Menteri Dalam Negeri Malaysia Beri Perhatian Khusus Penyelesaian Kasus TKW Yang Dianiaya di Malaysia

 
 
 
 
 
 
 
 
 
 

Menteri Dalam Negeri Malaysia, Datuk Seri Hishamuddin Hussein, secara pribadi akan memantau kasus-kasus TKW yang mengalami penganiayaan di Malaysia. Hal ini dimaksudkan agar kasus serupa tidak terjadi lagi dan mereka yang bersalah dapat segera diproses secara hukum. Pernyataan tersebut disampaikan Menteri Hishammudin seusai bertemu dengan Duta Besar RI, Da’i Bachtiar dan dilanjutkan peninjauan ke Shelter KBRI Kuala Lumpur, hari rabu 2 Desember 2009.


Menteri Dalam Negeri Malaysia menyatakan, “Pada dasarnya Malaysia memiliki perangkat hukum yang memadai, namun yang menjadi masalah adalah bagaimana mempercepat proses hukum serta menegakkan hukum, sehingga keadilan benar-benar dapat ditegakkan”. Lebih lanjut Menteri Hishammudin memberikan jaminan bahwa warga negara Indonesia yang disiksa ataupun diancam keselamatannya akan mendapatkan perhatian yang serius dari Kementerian Dalam Negeri.


Dalam tanya jawab dengan media massa, Menteri Dalam Negeri Hishammudin mengemukakan, “Apabila ada kemauan maka kasus apapun yang muncul di antara kedua negara dapat diselesaikan.

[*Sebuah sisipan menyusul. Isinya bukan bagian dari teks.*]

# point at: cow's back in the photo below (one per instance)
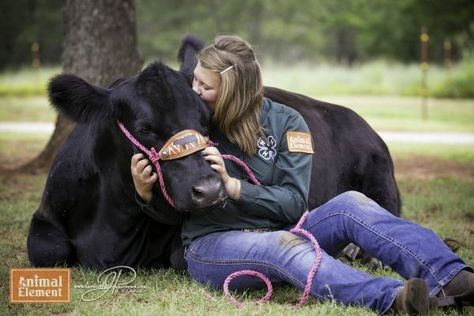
(349, 155)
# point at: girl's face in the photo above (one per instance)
(206, 84)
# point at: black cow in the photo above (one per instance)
(89, 214)
(349, 154)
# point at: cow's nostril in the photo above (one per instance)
(208, 192)
(199, 190)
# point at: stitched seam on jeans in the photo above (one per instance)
(364, 224)
(193, 255)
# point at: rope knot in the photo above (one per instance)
(154, 155)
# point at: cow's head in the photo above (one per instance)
(153, 106)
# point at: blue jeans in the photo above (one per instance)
(409, 249)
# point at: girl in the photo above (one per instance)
(251, 230)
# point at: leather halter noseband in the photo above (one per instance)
(182, 144)
(179, 145)
(190, 141)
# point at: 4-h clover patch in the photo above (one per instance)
(267, 147)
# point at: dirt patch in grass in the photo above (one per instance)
(421, 167)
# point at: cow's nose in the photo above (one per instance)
(208, 192)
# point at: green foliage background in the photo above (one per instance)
(344, 31)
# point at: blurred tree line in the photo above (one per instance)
(343, 31)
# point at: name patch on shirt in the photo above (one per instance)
(299, 142)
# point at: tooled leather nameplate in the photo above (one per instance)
(299, 142)
(183, 144)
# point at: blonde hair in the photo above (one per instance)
(240, 96)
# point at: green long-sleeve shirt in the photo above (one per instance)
(282, 164)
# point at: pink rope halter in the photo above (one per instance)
(155, 157)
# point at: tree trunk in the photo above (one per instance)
(100, 46)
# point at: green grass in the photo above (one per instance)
(384, 113)
(378, 77)
(444, 205)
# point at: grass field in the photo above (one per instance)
(443, 203)
(436, 183)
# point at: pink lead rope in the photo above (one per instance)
(298, 230)
(155, 157)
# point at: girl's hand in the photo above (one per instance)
(143, 176)
(232, 185)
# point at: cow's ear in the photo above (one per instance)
(77, 99)
(190, 47)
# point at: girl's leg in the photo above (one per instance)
(285, 257)
(411, 250)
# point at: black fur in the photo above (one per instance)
(89, 214)
(349, 155)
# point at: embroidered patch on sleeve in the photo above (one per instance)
(299, 142)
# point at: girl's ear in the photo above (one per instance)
(77, 99)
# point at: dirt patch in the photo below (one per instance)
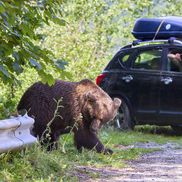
(164, 165)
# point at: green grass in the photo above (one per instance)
(35, 164)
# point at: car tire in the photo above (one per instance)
(177, 129)
(123, 119)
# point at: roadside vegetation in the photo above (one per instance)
(34, 163)
(72, 42)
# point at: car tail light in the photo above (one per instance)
(100, 78)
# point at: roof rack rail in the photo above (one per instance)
(171, 40)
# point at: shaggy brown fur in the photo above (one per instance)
(84, 107)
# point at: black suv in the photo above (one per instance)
(148, 82)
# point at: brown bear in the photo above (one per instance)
(84, 108)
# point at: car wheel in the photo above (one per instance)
(123, 119)
(177, 129)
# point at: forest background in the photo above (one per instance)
(70, 40)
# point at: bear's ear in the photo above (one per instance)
(90, 97)
(117, 102)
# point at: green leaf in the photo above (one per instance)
(61, 64)
(34, 63)
(4, 71)
(59, 21)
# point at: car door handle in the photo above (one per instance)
(127, 78)
(167, 80)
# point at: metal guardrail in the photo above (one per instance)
(171, 40)
(15, 133)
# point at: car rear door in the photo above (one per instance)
(145, 83)
(171, 91)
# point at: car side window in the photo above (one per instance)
(148, 60)
(174, 57)
(120, 61)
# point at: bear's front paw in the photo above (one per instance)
(108, 151)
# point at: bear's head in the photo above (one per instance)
(98, 108)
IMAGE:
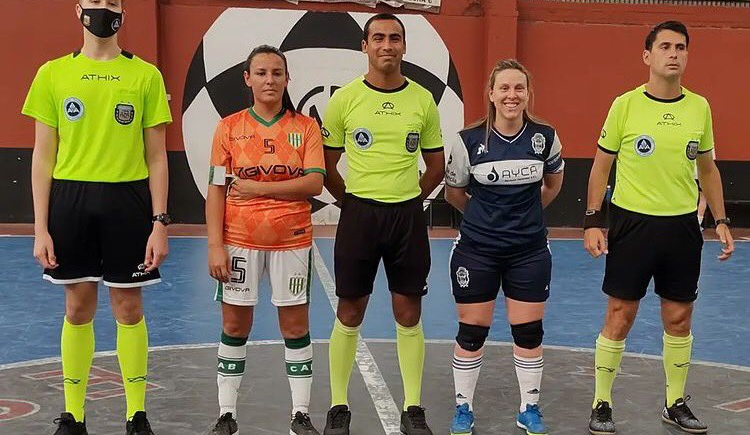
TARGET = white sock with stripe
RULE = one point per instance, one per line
(529, 373)
(465, 376)
(231, 368)
(298, 354)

Pembentukan Joint Committee adalah salah satu contohnya. Bilaimana berjalan lancar dan dapat memberikan keuntungan bersama (win-win solution), maka Joint Committee akan diinstitusionalisasikan dan diperluas. Tidak saja menangani masalah TKW yang saat ini berada di penampungan sementara KBRI Kuala Lumpur, tetapi juga kasus TKI lainnya antara lain yang sedang menjalani proses persidangan di Mahkamah, dan kasus kejahatan lintas perbatasan. Untuk itu akan diperlukan kerjasama antar berbagai instansi terkait di Malaysia”.


Duta Besar RI Dai Bachtiar, menyampaikan apresiasi atas langkah terobosan yang dilakukan Menteri Dalam Negeri Malaysia dengan membentuk Joint Committee. Lebih lanjut dikatakan, “Usulan pembentukan Joint Task Force dalam kerangka Joint Working Group (JWG) yang bertugas melakukan monitoring terhadap pelaksanaan revisi MoU 2006 tentang penempatan TKI di Malaysia, pada dasarnya telah dilakukan dengan dibentuknya Joint Committee Indonesia – Malaysia”.


Joint Committee beranggotakan Satuan Tugas Pelayanan dan Perlindungan KBRI Kuala Lumpur yang mewakili pemerintan Indonesia, sementara Pemerintah Malaysia diwakili oleh unsur Kementerian Dalam Negeri, Kementerian Sumber Manusia, Imigrasi Malaysia serta Polis Diraja Malaysia. Joint Committee yang mengadakan pertemuan untuk pertama kalinya pada tanggal 23 Nopember 2009, telah berhasil menyelesaikan 54 dari 146 kasus TKI yang saat itu berada di penampungan sementara KBRI Kuala Lumpur. Saat ini Joint Committee sudah akan menyelesaikan 36 kasus dan 56 kasus lainnya masih pending.


Kunjungan Menteri Dalam Negeri Hishammudin beserta jajarannya ke KBRI Kuala Lumpur tersebut merupakan tindak lanjut dari kunjungan Presiden Susilo Bambang Yudhoyono ke Malaysia 11 Nopember 2009 yang lalu, yang memberikan penegasan pentingnya peningkatan hubungan Indonesia – Malaysia dan upaya menyelesaikan berbagai masalah yang timbul di antara kedua negara.